Here we are two years away from the next Seattle city election, and already it appears that Mayor Greg Nickels is raising money and building up his inevitability. Neighbors for Nickels reports a relatively modest $72,493 in its account (as of a Nov. 17 filing with the city). The Mayor Greg Nickels Web site doesn't play coy, touting, "Re-elect Greg Nickels Seattle Mayor 2009."
An Oct. 25 event tapped some of the major leaders in local arts organizations, such as the Seattle Art Museum, Seattle Opera, Seattle Symphony, One Reel, and the Museum of History and Industry (MOHAI), raising $4,500. An upcoming Jan. 28 "community event and fundraiser to support Seattle Mayor Greg Nickels" has some strong environmental and political names on the hosting committee: Denis Hayes, the noted environmentalist who is key to Nickels' global climate change initiatives; Frank Greer, who ran Gov. Chris Gregoire's 2004 campaign; developer Gregory Smith; Jabe Blumenthal, a technology leader; sustainability guru K.C. Golden; green donor Maryanne Tagney-Jones; Kathy Fletcher of People for Puget Sound; Doug Walker of the Parks Foundation; and others.
The peculiar new timetable for American politics is that you start raising money for the next election just a few weeks after getting elected. The real campaign takes place right about now in a four year cycle – 18 to 24 months before the actual election. Raise enough money now and line up enough early big names, and by the time a serious opponent gets organized, it's too late.

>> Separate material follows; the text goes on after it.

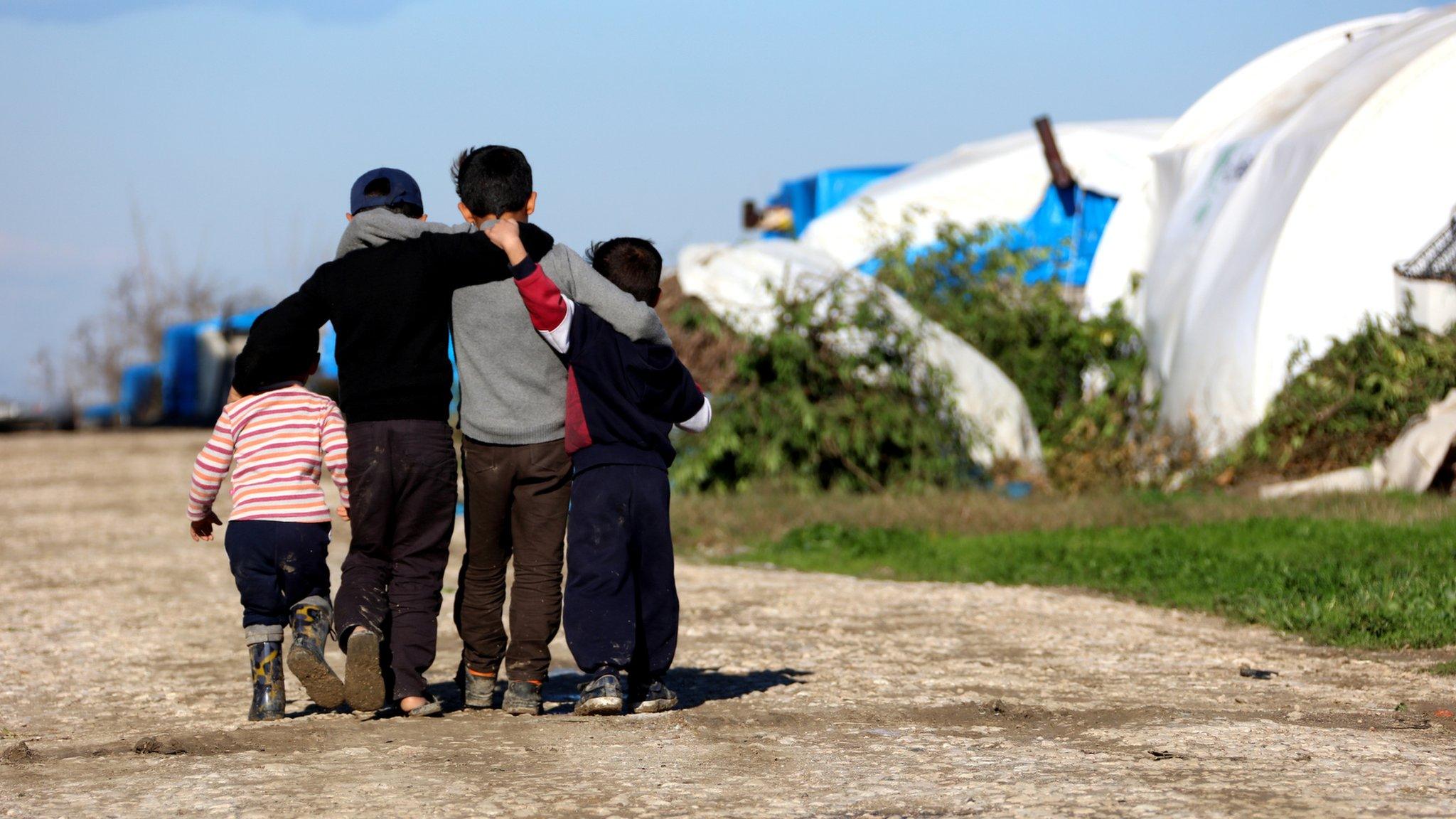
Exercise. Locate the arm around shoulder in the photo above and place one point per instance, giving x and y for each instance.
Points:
(626, 315)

It's not for sure that Nickels will seek re-election, since a new Democratic president might have a tempting job for the mayor, whose national profile is quite positive. But that's no reason not to start now to squeeze out any strong challengers, just in case. Nickels has honed his message for the coming years, citing three priorities of congestion, schools, and affordable housing. (He's done well only on schools, helping off-stage to engineer the vastly improved School Board.) His trusty fundraiser, Colby Underwood, is already helping raise money. One possible opponent, retiring City Council member Peter Steinbrueck, has only $16,253 in his Friends of Peter Steinbrueck account, by the way.
The most vivid illustration of this crush-'em-early approach is the King County Council, where Nickels once served. The early war chest is so common that now virtually every council member runs unopposed. On the City Council in the past year, only Tom Rasmussen was able to score the complete victory of no opponent at all.

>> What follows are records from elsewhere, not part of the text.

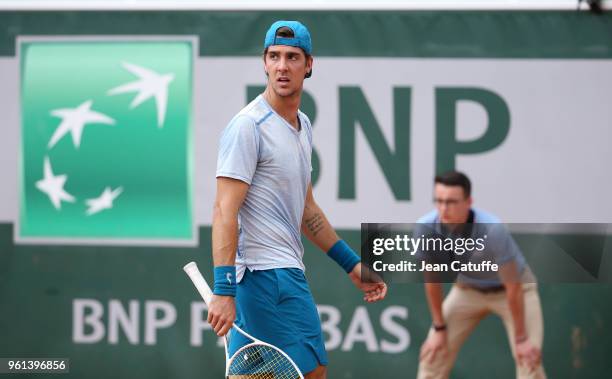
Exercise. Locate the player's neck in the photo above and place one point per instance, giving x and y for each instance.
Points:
(285, 106)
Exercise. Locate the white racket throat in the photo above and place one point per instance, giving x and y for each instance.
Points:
(258, 358)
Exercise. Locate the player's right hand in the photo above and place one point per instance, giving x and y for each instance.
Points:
(435, 345)
(221, 314)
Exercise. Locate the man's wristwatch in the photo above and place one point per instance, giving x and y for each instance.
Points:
(439, 328)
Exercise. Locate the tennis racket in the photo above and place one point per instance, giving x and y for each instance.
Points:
(256, 359)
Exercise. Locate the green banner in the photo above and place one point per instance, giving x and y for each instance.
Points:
(106, 147)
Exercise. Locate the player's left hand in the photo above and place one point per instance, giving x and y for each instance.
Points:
(374, 288)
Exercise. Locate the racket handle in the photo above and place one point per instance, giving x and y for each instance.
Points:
(198, 280)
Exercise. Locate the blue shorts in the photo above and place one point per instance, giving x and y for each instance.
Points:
(276, 306)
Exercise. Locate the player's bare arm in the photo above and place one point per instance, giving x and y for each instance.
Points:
(526, 353)
(319, 231)
(230, 196)
(436, 343)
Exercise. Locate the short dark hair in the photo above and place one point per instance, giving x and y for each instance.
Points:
(286, 32)
(455, 178)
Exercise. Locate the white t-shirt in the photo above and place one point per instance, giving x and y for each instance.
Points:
(262, 149)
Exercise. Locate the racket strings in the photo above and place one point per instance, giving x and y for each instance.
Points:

It's bad news for competitive elections, of course. It takes a long time for a serious opponent to a powerful incumbent to screw up the courage and find the media attention to mount a serious challenge. Most will be reluctant and procrastinate, forcing supporters to lay the groundwork. That timing is fatal if the incumbent has already mobilized a juggernaut (denying that he or she has decided on running yet). Meanwhile, people who contribute early are caught in a bind when a more attractive candidate appears later in the rigged game.
As a journalist, I don't contribute to races anymore. But as a citizen, I'd deploy the following rule, when the phone starts ringing: Don't take this personally, but on principle I never contribute to incumbents' campaigns until the last (six, nine, 12) months. Happy to talk then. Bye!